Dignity

Ours is becoming an undignified culture.

I’m not referring solely, or even primarily, to the protests, looting, riots and general hair-rending now so conspicuously on display in our cities and media. Nor am I narrowly focused on the lurid absence of self-restraint, sexual and otherwise, in our public culture – or even on the astonishing speed with which we are going ever-more deeply into debt as a nation. Those I see more as symptoms than as causes of the debasement of our culture.

One fundamental cause, I am convinced, is our culture’s gradual abandonment of the twin virtues of self-reliance and self-respect as the hallmarks of personal maturity. Another, closely related to the first, is the new (or, perhaps I should write, very old, as in: pre-Enlightenment) tendency to see people first and foremost as members of permanently separated groups, each of which has its particular entitlements, rather than as individuals possessing their own rights, one of which is to determine their own paths in life based on their particular merits, efforts and decisions.

Personal dignity was once prized. “Never complain; never explain,” was Disraeli’s maxim – an attitude that helped people “keep calm and carry on” in the face of adversity. And, as recently as my parents’ generation, Americans (and many others) faced adversities – the Depression and World War II – almost beyond the imagining of today’s young people.

I sometimes wonder what that generation – now almost entirely gone – would’ve thought of the whining of today’s young. Trigger warnings and safe spaces had different meanings for them – and nothing, up to and including food on the table, was to be taken for granted.

But I don’t think it’s the absence of such adversities, per se, that caused the relatively sudden, dramatic shifts in our culture. Young leftists aren’t toppling statues and throwing Molotov cocktails at police cars because they’re pining for a new world war or another depression. They’re doing those things because destroying the symbols of our traditional culture helps them feel good about themselves, which they hadn’t. They now have a purpose, though not one we should celebrate.

***

I trace the nihilism of the young, would-be revolutionaries – and that’s what they are – to the horrifying ways that two or three threads of our recent history and present circumstances are coming together.

The first of these threads is the precipitous decline of belief in traditional Judeo-Christian faith traditions among America’s educationally-credentialed elites – and the constant derision in our public culture directed at those who hold to such faiths.

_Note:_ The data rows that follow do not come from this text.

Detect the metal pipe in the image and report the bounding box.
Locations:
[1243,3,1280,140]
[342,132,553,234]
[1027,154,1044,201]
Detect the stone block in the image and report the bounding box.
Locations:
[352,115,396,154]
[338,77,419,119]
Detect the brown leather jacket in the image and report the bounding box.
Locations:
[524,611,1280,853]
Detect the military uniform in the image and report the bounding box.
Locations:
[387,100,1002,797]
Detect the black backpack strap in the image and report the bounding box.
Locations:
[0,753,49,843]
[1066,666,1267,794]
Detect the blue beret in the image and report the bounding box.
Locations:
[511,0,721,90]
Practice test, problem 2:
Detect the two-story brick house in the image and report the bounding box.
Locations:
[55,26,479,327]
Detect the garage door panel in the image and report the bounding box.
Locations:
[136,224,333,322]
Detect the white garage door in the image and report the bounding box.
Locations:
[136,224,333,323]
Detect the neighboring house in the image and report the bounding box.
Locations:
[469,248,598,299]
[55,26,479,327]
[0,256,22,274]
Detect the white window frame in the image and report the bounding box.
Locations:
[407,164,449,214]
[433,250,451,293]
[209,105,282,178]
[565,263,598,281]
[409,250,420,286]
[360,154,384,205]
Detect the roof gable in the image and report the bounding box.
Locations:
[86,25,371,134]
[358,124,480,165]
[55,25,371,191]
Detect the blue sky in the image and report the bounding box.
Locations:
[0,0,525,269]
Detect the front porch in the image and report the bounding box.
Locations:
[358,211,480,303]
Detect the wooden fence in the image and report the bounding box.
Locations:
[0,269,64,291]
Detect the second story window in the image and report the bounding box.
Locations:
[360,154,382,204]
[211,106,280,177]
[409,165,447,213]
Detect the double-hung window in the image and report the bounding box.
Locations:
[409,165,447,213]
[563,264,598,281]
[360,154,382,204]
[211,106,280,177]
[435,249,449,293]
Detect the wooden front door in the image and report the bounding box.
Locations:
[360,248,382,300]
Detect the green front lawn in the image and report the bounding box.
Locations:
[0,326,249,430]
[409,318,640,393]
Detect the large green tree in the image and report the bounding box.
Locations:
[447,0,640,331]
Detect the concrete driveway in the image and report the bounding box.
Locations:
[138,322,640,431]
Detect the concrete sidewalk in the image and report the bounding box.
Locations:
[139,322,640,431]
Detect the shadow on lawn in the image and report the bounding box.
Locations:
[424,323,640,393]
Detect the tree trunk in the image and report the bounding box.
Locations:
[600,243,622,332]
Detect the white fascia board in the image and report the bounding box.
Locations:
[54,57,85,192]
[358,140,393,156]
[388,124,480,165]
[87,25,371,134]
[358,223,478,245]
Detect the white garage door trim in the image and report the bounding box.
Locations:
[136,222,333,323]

Most people need to find meaning – a sense of purpose – by seeing their lives in a broader context than simple solipsism or materialism; traditional faiths provide(d) that context. In the absence of such faiths, people will unconsciously substitute newer, (more destructive) ones like Marxism or radical environmentalism, in either case mistakenly thinking that they are following the dictates of Science. By so doing, knowingly or otherwise, they reject the codes of right and wrong, going back to the Ten Commandments, that formed the basis of our social compact and civilization by according equal dignity to every person. The dignity or rights of any particular individual are weighed as nothing in the broader calculus of the newer religions; their mantra is that the goal of the common good as they see it justifies their means, however hard on some.

The second thread was the transformation over the last sixty or eighty years of our nation into what may broadly be described as an entitlement state. If you meet certain criteria, you are entitled certain benefits, in many cases irrespective of whether or not you need or paid for them. If you’re old, you’re entitled to Social Security and Medicare even if you’re Bill Gates. If you’re a member of a group deemed to be disadvantaged or under-represented, you’re entitled to certain admissions or hiring preferences, again, whether or not you, in particular, have been disadvantaged relative to somebody else who isn’t entitled to the same preferences by virtue of his or her group membership. What matters is not your merits, it’s your membership in a designated group. Where victimhood has tangible benefits, it will naturally be prized, even (or in such cases, especially) at the expense of personal dignity.

Finally, the new combination of technological savvy as a relentless economic sorting device and a public education system that – for almost all of the poor and many non-poor – is irredeemably broken, deprives millions of the personal dignity that accompanies hope. For many members of our new underclass, who face the many nonsensical, culture-changing incentives of the entitlement state and often insuperable obstacles to improving their circumstances, anger and lawlessness can come naturally. The deck is stacked against them, and they know it.  

***

Deep down inside, we bear profound resemblances to each other. We have basically the same physical needs and very similar psychological needs. (Our cultures vary, but that’s another matter). The amazing wealth our society has produced has met most Americans’ physical needs to an extent that previous generations would never have believed possible. Where we are falling down, I believe, is in meeting the psychological needs of an increasing percentage of Americans for the sense of personal dignity that flows from the freedom to choose one’s own path and the reasonable hope of individual betterment.

We are individuals. We have agency as of right – Jefferson wrote about it, right there in the Preamble to The Declaration of Independence – until and unless we let it be taken away from us by a political system that treats us as no more and no less than members of arbitrary groups with entitlements and limitations defined thereby.

We must never forget that like rights, but not entitlements, dignity is personal.